Aside from Roger at one point explaining Christmas as a religious Earth holiday, no other mention of Christ is evident.

Although it took nearly the entire runtime for the actual Santa to show up on screen, Mr. Kringle ended up saving the day and solidifying the holiday spirit. Charlick’s depiction of “Santa Clocks” may be earnest, yet ultimately leaves something to be desired.

Where it may lack in any sort of WOW factor, AFC is still able to at least slowly inject the yuletide fever into my veins and persuade me to dive right into more various aspects of the holiday season.

Alien’s First Christmas is available for purchase on Amazon in both VHS and DVD. You can also find Aliens Next Door on VHS.

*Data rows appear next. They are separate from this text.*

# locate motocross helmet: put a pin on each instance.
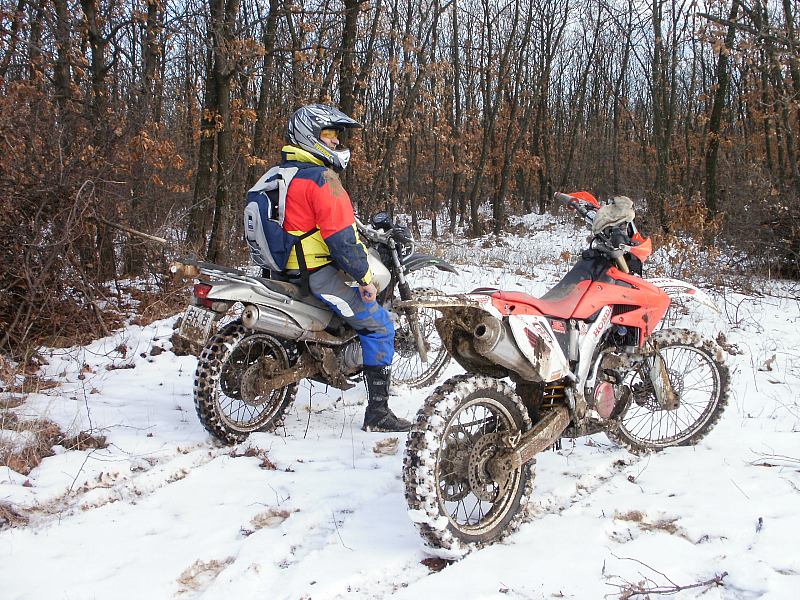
(304, 130)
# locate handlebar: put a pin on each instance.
(614, 245)
(575, 204)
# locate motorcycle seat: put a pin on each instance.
(560, 307)
(283, 287)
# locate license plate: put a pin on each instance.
(196, 324)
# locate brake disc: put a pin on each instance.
(456, 455)
(250, 388)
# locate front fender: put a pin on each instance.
(675, 288)
(418, 260)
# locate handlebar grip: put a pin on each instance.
(573, 203)
(564, 198)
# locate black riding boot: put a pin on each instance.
(378, 416)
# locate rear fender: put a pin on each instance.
(307, 316)
(675, 289)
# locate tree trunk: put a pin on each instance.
(223, 20)
(197, 227)
(260, 145)
(715, 120)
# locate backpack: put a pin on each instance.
(270, 245)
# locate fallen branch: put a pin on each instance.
(130, 230)
(630, 590)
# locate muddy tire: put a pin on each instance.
(454, 502)
(227, 396)
(407, 366)
(698, 373)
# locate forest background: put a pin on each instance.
(157, 115)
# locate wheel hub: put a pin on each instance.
(455, 479)
(481, 482)
(252, 393)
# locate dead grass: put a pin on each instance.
(9, 517)
(201, 574)
(635, 516)
(44, 434)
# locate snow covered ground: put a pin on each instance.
(316, 510)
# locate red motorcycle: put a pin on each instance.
(586, 357)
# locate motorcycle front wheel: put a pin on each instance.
(699, 376)
(228, 396)
(408, 367)
(454, 501)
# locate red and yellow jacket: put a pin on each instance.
(316, 199)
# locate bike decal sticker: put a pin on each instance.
(538, 344)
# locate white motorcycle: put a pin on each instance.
(248, 371)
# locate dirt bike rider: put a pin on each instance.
(333, 254)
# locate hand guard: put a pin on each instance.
(619, 211)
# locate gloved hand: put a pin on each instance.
(619, 211)
(368, 292)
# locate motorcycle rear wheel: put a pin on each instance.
(227, 397)
(407, 366)
(454, 501)
(698, 374)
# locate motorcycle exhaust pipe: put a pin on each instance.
(270, 321)
(493, 341)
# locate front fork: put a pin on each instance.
(405, 294)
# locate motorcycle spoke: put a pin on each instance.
(691, 374)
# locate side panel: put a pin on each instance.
(648, 303)
(590, 335)
(539, 345)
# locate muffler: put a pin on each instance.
(270, 321)
(493, 341)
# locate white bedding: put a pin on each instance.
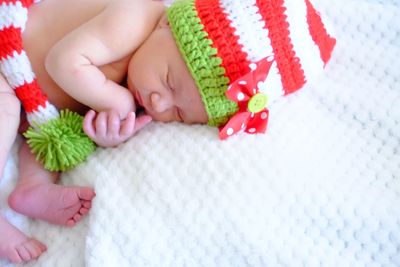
(321, 188)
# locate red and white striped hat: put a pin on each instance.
(15, 65)
(56, 138)
(222, 41)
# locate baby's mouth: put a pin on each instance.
(138, 98)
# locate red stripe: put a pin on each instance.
(25, 3)
(10, 41)
(31, 96)
(219, 30)
(292, 75)
(319, 34)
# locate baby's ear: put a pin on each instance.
(163, 23)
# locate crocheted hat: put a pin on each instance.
(228, 44)
(57, 139)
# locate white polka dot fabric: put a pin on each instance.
(321, 188)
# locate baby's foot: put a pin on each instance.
(52, 203)
(15, 246)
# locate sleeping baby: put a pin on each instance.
(215, 62)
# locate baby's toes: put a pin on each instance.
(86, 193)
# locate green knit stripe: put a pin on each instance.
(202, 61)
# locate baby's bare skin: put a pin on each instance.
(36, 194)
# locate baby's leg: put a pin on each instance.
(14, 245)
(38, 197)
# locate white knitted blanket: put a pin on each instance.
(321, 188)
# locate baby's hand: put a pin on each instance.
(107, 130)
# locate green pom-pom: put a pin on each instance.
(60, 144)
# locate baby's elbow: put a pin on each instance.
(58, 64)
(54, 63)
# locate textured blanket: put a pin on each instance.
(321, 188)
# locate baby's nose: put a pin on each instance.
(160, 103)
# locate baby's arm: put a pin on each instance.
(115, 33)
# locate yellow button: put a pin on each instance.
(257, 103)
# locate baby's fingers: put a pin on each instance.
(113, 124)
(88, 127)
(101, 124)
(142, 121)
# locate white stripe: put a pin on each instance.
(249, 26)
(13, 15)
(245, 17)
(42, 115)
(303, 45)
(17, 69)
(272, 86)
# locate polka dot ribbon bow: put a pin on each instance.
(252, 116)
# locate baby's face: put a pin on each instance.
(161, 82)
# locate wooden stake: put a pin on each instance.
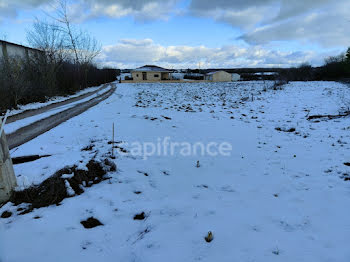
(113, 142)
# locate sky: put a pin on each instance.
(197, 33)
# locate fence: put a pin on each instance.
(7, 174)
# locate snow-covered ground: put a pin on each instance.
(279, 196)
(12, 127)
(52, 100)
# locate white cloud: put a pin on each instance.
(132, 53)
(323, 22)
(141, 10)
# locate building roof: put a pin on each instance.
(214, 72)
(151, 68)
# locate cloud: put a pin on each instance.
(131, 53)
(80, 10)
(324, 22)
(141, 10)
(10, 8)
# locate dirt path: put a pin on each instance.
(27, 133)
(37, 111)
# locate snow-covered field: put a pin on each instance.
(52, 100)
(279, 196)
(14, 126)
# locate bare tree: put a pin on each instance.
(84, 48)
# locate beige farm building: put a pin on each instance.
(151, 73)
(220, 76)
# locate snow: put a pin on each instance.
(70, 191)
(12, 127)
(51, 100)
(278, 197)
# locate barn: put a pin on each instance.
(8, 50)
(151, 73)
(218, 76)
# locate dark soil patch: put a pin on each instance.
(53, 190)
(88, 148)
(6, 214)
(345, 114)
(25, 159)
(91, 222)
(290, 130)
(166, 117)
(144, 173)
(140, 216)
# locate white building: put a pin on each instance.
(8, 49)
(236, 77)
(221, 76)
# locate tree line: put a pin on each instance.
(63, 64)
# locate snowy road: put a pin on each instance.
(280, 196)
(24, 130)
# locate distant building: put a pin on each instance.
(151, 73)
(236, 77)
(8, 50)
(220, 76)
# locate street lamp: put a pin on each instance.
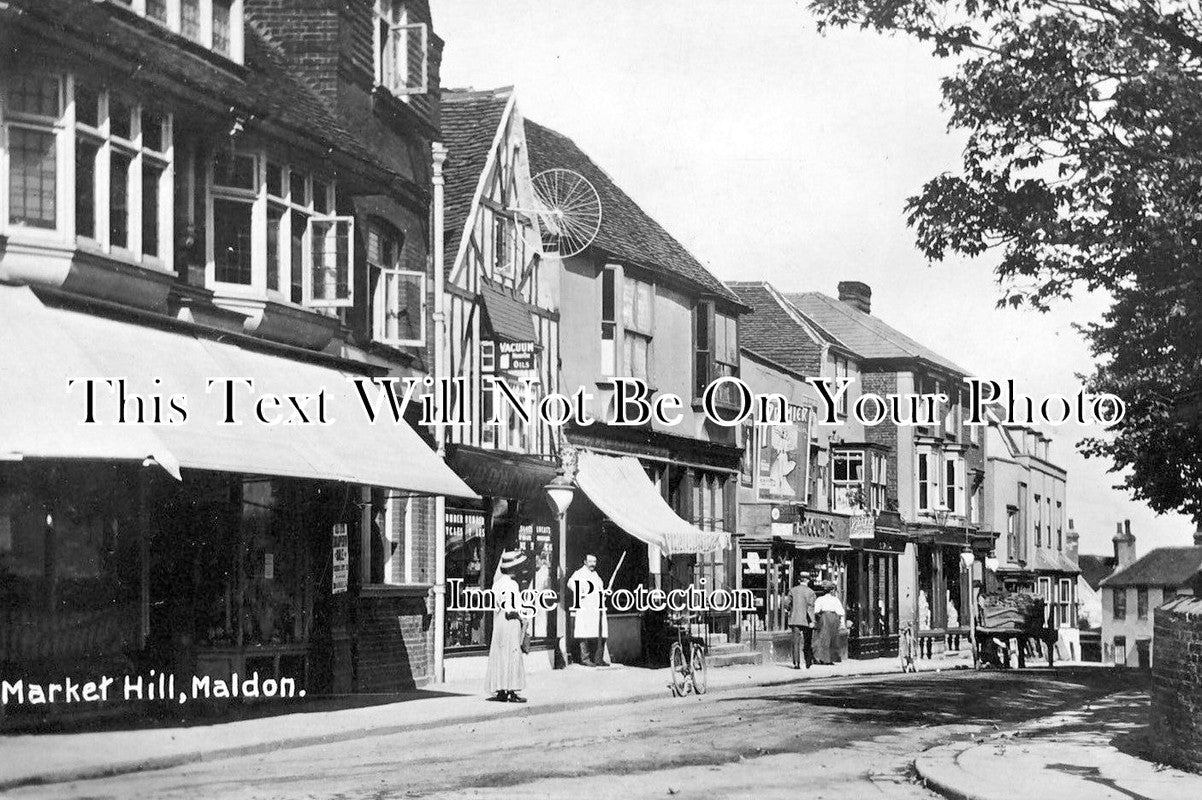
(560, 493)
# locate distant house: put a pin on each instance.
(1130, 595)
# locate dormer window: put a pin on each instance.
(402, 51)
(215, 24)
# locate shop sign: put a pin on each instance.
(783, 458)
(341, 559)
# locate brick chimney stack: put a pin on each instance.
(1124, 544)
(856, 294)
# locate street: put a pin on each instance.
(829, 738)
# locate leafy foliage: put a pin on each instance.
(1083, 169)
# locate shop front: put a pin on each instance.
(511, 514)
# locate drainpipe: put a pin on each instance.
(439, 156)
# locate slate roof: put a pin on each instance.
(628, 232)
(1160, 567)
(266, 88)
(469, 125)
(778, 330)
(868, 336)
(1094, 567)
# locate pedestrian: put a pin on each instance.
(589, 622)
(799, 607)
(829, 614)
(506, 664)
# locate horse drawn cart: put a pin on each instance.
(1019, 618)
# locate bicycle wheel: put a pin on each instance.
(697, 666)
(679, 670)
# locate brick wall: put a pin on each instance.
(1177, 682)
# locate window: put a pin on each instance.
(273, 231)
(715, 351)
(402, 51)
(119, 200)
(848, 479)
(399, 299)
(880, 481)
(637, 298)
(1118, 603)
(215, 24)
(1012, 533)
(928, 481)
(1039, 521)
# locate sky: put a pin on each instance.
(775, 153)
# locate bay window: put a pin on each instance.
(399, 298)
(214, 24)
(715, 351)
(848, 479)
(87, 165)
(273, 230)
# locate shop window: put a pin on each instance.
(119, 200)
(398, 303)
(214, 24)
(848, 479)
(715, 351)
(402, 51)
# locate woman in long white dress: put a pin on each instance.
(506, 667)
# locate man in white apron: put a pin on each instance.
(589, 624)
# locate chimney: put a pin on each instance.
(1072, 541)
(856, 294)
(1124, 545)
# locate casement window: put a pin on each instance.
(215, 24)
(398, 300)
(85, 165)
(879, 482)
(848, 479)
(1039, 521)
(953, 484)
(715, 351)
(637, 299)
(402, 51)
(928, 481)
(273, 230)
(1012, 533)
(1118, 602)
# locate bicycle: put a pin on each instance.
(688, 658)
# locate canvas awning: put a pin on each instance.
(45, 345)
(623, 491)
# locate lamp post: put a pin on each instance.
(560, 493)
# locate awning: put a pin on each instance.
(623, 491)
(506, 317)
(46, 345)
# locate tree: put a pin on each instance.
(1082, 169)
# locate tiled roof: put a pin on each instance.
(1161, 567)
(469, 125)
(868, 336)
(628, 232)
(778, 330)
(266, 89)
(1094, 567)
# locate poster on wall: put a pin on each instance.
(341, 559)
(783, 458)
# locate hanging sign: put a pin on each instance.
(341, 559)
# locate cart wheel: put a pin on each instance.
(697, 663)
(679, 670)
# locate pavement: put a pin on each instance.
(54, 758)
(1094, 752)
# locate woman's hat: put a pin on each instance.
(512, 560)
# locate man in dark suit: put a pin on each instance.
(799, 607)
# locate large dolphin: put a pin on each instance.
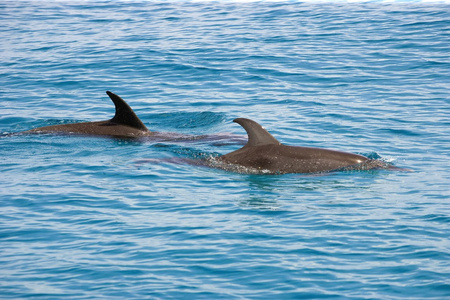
(265, 153)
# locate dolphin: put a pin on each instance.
(266, 154)
(125, 123)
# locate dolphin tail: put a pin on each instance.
(124, 114)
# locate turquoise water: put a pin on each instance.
(98, 218)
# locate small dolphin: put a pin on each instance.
(265, 153)
(125, 123)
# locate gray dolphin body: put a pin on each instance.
(125, 123)
(264, 152)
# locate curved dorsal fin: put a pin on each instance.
(124, 114)
(257, 136)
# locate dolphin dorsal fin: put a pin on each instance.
(257, 135)
(124, 114)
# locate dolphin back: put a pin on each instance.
(124, 114)
(257, 135)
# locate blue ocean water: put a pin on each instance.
(98, 218)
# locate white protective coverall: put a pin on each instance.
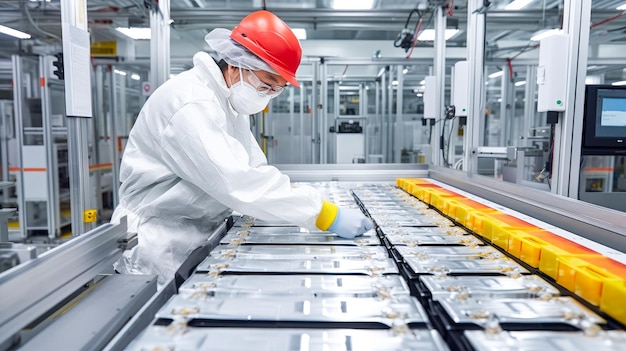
(190, 160)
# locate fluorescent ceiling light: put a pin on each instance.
(300, 33)
(545, 34)
(518, 4)
(135, 33)
(14, 33)
(429, 34)
(352, 4)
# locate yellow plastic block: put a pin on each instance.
(590, 281)
(568, 266)
(559, 247)
(439, 198)
(496, 226)
(612, 300)
(531, 250)
(590, 278)
(476, 220)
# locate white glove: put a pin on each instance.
(350, 223)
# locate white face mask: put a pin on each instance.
(245, 99)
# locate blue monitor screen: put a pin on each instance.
(613, 113)
(605, 118)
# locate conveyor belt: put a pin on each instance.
(420, 280)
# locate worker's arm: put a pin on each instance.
(197, 148)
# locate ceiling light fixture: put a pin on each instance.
(14, 32)
(544, 33)
(300, 33)
(135, 33)
(429, 34)
(352, 4)
(517, 4)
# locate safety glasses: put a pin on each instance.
(262, 88)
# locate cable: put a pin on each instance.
(419, 27)
(30, 19)
(606, 20)
(450, 8)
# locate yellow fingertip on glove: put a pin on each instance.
(327, 215)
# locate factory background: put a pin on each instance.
(498, 102)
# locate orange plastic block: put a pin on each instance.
(590, 279)
(465, 211)
(527, 244)
(438, 198)
(458, 208)
(612, 299)
(497, 226)
(422, 191)
(559, 247)
(585, 276)
(475, 220)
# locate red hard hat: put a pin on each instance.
(268, 37)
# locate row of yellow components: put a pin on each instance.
(597, 279)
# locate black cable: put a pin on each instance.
(442, 143)
(450, 139)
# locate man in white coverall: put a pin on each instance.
(191, 158)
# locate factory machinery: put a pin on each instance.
(444, 269)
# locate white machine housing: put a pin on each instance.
(430, 97)
(460, 86)
(552, 73)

MORE CARTOON CHRISTMAS SPECIALS!

YESTERDAY’S XMAS SPECIAL
A VERY SPECIAL FAMILY GUY FREAKIN’ CHRISTMAS

 

LAST YEAR’S DEC. 21ST XMAS SPECIAL
ED, EDD N’ EDDY’s “JINGLE JINGLE JANGLE” 

 

2010′s DEC. 21ST XMAS SPECIAL
GEORGE AND THE CHRISTMAS STAR

 

2009′S DEC. 21ST XMAS SPECIAL
A CLAYMATION CHRSITMAS CELEBRATION

Comments

Comment from Smoop
Time December 21, 2012 at 8:43 pm

Just found out about this special a few weeks ago, did a search and found zip. But, as of 12/10, it’s now available on YouTube for a $3 rental.

Is it worth $3? No.

Comment from punkduck2064
Time December 21, 2012 at 10:25 pm

Watched this for the first time on amazon prime a few weeks ago. I liked the basic premise of the episode, but in the end it felt like a cheap jetsons clone. I hate to say it but I’m glad this show never got greenlit

Comment from ShyFonzie
Time December 24, 2012 at 4:11 pm

Yes. I think we all agree that if you squint this looks a Jetson Easter special

Comment from Marc
Time January 18, 2013 at 8:28 pm

Do different people write this blog? I find your age inconsistent in about three different articles. You mention being 11 around the time the Muppets Christmas special airs in 1987, here you say you were 1 years old in 1991 and in another very recent article you state you are going to turn 30 soon. Very strange.